The first day I stepped in an ad agency one thing became clear to me. Agencies are very sensitive about accountability.
Oh, when the product is selling like crazy, we're happy to take the credit. But when the product ain't selling, well, you see, it's a branding campaign -- it's not supposed to build sales.
Lately, the online ad industry, and in particular Facebook, has taken the accountability dodge to a new level of excellence.
First some background.
"Interactive" display advertising was first sold to us with the promise that it would be much more effective because consumers could and would, um, interact with it.
Then, when it was found that no one was interacting with "interactive" advertising (fewer than one click in a thousand) the story changed.
Online advertising success, and particularly Facebook display advertising, became about "engagement." Engagement (whatever the hell that means) replaced the invisible click as the measure of display ad effectiveness.
Well, now it turns out that not only is no one clicking on ads, no one is engaging with them either.
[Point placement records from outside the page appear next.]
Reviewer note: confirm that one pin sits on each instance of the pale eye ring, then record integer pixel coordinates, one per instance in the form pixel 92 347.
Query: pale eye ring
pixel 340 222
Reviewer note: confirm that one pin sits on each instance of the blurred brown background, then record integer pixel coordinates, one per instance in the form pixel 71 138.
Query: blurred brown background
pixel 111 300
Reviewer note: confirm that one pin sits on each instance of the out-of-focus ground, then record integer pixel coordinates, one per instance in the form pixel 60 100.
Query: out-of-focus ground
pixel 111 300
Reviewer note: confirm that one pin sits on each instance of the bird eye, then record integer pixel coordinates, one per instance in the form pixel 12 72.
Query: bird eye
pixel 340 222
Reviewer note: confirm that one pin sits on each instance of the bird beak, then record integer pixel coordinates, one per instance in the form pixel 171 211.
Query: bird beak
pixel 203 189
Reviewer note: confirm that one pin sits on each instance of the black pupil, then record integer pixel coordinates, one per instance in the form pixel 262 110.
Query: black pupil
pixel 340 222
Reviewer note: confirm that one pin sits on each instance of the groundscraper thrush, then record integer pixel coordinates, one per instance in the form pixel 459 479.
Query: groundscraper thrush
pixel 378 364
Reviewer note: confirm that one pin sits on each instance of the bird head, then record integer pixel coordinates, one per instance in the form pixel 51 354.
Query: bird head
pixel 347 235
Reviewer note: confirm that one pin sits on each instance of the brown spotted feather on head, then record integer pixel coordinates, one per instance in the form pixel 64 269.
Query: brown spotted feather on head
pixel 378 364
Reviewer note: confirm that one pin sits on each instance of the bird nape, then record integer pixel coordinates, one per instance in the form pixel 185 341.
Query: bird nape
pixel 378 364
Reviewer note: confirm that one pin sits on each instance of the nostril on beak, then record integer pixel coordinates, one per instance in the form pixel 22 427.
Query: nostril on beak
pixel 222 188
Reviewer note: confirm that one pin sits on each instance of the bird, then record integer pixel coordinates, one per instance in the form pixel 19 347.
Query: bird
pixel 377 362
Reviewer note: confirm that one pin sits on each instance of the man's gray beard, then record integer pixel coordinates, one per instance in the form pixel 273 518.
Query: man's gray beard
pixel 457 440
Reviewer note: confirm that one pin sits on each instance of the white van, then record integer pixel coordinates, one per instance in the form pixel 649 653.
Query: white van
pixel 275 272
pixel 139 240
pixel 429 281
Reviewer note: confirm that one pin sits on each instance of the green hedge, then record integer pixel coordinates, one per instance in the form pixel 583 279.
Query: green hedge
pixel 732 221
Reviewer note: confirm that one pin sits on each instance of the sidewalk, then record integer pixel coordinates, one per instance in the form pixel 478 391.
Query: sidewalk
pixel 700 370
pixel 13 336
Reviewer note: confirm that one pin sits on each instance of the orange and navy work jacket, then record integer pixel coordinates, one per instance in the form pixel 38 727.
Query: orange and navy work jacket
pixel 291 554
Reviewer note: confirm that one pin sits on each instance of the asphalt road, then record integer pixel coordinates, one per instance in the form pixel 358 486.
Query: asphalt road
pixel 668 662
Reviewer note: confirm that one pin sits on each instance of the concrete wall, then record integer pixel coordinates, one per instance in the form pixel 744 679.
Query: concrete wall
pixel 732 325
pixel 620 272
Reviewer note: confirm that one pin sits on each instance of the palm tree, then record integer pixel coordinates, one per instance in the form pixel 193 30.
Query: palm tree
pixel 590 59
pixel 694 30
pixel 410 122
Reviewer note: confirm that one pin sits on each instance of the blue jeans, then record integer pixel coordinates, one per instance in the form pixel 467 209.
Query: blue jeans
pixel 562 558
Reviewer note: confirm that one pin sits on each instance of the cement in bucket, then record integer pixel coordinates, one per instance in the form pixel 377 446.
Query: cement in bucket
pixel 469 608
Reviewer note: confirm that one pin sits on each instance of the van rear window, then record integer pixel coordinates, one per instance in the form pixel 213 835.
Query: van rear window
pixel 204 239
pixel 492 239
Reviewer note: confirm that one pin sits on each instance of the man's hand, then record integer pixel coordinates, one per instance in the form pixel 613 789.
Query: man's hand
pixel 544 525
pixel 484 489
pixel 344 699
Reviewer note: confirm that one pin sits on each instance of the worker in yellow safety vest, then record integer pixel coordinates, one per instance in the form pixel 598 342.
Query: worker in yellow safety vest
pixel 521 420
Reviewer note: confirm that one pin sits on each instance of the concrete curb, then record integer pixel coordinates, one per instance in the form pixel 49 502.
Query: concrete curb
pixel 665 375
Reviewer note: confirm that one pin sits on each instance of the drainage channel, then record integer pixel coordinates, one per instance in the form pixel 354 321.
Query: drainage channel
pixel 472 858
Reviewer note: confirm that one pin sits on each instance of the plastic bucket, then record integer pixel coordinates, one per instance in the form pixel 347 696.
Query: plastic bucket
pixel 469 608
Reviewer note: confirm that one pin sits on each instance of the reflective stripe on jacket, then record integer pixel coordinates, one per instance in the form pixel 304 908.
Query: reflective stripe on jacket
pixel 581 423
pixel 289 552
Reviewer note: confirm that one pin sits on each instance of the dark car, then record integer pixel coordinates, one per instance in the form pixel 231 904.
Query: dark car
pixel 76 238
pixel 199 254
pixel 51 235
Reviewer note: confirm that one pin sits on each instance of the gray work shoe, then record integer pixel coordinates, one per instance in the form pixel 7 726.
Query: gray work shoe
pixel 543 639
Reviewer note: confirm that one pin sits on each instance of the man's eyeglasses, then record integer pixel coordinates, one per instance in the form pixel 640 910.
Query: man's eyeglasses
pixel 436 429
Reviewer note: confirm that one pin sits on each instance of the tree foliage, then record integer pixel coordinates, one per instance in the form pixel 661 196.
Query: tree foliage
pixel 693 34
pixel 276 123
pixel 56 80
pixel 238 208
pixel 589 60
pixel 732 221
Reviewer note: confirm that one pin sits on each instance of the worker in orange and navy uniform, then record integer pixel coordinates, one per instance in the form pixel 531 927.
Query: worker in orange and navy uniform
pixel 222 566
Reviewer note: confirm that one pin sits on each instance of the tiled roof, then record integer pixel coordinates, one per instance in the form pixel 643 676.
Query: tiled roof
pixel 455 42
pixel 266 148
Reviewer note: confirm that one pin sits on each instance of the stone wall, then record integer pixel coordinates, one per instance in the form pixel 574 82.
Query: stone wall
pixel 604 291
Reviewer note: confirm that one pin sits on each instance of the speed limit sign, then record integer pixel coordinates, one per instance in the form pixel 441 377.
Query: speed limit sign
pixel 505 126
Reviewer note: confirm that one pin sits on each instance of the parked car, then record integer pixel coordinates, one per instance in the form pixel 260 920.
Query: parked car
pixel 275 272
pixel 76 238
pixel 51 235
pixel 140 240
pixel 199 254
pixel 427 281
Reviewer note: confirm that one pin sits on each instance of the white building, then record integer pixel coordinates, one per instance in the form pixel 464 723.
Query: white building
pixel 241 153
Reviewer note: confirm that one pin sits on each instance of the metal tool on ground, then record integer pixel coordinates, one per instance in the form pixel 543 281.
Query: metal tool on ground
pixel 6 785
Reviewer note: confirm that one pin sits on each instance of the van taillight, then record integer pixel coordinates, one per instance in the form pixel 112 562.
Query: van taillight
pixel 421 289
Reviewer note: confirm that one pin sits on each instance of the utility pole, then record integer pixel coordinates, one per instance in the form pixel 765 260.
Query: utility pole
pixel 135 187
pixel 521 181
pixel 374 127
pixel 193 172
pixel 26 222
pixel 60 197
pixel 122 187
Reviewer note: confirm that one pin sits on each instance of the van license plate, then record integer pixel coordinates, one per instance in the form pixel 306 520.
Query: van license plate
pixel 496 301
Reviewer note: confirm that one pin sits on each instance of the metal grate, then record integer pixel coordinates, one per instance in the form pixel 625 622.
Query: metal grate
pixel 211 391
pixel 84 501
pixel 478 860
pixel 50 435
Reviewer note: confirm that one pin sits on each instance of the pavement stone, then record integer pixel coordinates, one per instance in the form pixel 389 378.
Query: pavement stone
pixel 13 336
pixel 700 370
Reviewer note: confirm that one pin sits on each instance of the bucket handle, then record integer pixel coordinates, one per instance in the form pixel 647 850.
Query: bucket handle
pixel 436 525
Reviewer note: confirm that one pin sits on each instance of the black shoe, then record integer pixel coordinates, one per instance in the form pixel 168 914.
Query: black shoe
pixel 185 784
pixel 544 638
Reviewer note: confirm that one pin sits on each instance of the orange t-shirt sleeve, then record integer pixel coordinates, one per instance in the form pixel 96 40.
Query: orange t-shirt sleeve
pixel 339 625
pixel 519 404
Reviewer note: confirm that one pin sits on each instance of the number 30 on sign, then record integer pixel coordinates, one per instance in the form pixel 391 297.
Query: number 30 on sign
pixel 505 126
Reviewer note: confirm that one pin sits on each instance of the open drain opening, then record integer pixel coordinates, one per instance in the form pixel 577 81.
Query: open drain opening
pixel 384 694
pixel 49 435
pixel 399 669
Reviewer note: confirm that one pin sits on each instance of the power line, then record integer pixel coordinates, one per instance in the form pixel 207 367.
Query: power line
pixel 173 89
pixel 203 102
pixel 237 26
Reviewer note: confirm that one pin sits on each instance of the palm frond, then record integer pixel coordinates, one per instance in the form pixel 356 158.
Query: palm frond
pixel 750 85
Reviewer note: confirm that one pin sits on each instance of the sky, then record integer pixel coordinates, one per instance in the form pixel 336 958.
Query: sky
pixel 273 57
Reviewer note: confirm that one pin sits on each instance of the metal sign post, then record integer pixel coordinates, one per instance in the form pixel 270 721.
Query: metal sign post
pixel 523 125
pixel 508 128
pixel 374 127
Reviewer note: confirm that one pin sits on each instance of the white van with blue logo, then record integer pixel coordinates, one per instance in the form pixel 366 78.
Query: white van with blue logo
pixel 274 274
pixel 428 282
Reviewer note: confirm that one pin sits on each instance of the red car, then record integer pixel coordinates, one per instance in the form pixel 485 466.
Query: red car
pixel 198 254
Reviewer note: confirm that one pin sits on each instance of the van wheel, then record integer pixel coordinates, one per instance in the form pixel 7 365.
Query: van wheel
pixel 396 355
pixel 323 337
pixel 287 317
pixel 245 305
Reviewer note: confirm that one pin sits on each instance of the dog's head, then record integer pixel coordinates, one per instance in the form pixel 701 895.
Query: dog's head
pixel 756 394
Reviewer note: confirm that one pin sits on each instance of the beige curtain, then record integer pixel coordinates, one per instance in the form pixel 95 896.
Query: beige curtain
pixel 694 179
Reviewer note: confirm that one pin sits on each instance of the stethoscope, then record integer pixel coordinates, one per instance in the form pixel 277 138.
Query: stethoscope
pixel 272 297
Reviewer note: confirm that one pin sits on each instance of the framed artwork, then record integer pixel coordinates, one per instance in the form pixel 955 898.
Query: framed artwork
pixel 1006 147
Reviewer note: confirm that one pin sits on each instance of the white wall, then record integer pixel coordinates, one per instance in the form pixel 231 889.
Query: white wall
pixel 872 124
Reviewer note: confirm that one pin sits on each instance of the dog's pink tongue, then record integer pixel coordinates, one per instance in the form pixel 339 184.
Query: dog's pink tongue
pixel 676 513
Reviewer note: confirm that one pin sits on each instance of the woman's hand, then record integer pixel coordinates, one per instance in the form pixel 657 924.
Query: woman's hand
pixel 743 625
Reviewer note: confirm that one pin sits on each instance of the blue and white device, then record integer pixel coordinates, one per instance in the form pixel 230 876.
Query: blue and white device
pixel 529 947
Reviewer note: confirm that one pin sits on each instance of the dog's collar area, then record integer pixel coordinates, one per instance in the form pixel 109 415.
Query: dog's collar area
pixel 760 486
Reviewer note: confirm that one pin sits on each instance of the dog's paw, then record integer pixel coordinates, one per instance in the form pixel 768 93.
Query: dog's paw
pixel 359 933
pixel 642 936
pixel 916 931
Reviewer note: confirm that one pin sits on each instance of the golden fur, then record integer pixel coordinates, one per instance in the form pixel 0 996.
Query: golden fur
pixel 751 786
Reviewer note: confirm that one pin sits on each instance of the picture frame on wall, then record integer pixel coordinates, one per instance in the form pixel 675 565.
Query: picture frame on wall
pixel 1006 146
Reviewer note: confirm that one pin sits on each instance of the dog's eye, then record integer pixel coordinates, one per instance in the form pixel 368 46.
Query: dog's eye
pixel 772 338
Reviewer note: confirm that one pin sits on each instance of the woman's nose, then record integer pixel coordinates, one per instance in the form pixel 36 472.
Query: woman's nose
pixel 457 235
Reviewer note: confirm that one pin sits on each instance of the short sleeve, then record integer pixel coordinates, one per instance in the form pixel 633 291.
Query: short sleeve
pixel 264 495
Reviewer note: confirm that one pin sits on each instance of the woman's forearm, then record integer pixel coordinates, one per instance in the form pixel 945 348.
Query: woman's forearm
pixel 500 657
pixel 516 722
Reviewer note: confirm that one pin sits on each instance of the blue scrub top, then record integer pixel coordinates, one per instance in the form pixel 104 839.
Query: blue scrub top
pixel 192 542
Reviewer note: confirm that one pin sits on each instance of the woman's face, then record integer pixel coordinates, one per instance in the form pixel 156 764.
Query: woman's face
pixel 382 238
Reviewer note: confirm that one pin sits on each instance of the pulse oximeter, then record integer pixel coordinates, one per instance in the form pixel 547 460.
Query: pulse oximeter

In fact, only 7 people in 10,000 of a brand's Facebook fans ever "engage" with a post.
So what's the new cover story?
Well according to this article in The Drum, Facebook has done some fabulous logic-torturing research to prove that maybe it's actually better to target your advertising to people who don't click and don't engage because they're cheaper to reach.
The article, written by a "global digital director" guy, explains that...
"Any activity which sets out specifically to drive active engagement is by its very nature limiting itself to being attractive only to a small percentage of consumers..."In case you're wondering what that bullshit means, it's that no one is interested in engaging with our ads or posts and we better come up with a new cover story pretty damn quick.
And what's the new story?
The new story is that the way online advertising works is, um, just like ol' fashioned, "traditional" advertising.
"There's a clear message that brand marketers may well be better off getting people to stare in awe at their creative marketing rather than trying to force them to click their way through it."Stare in awe at a banner ad? At a Facebook post? Is this supposed to be funny? Has this guy totally lost touch with reality? Is it possible that he really believes this?
In the astounding logic of the digital world, the pitch for "interactive" advertising is now the fact that it is not really, um, interactive.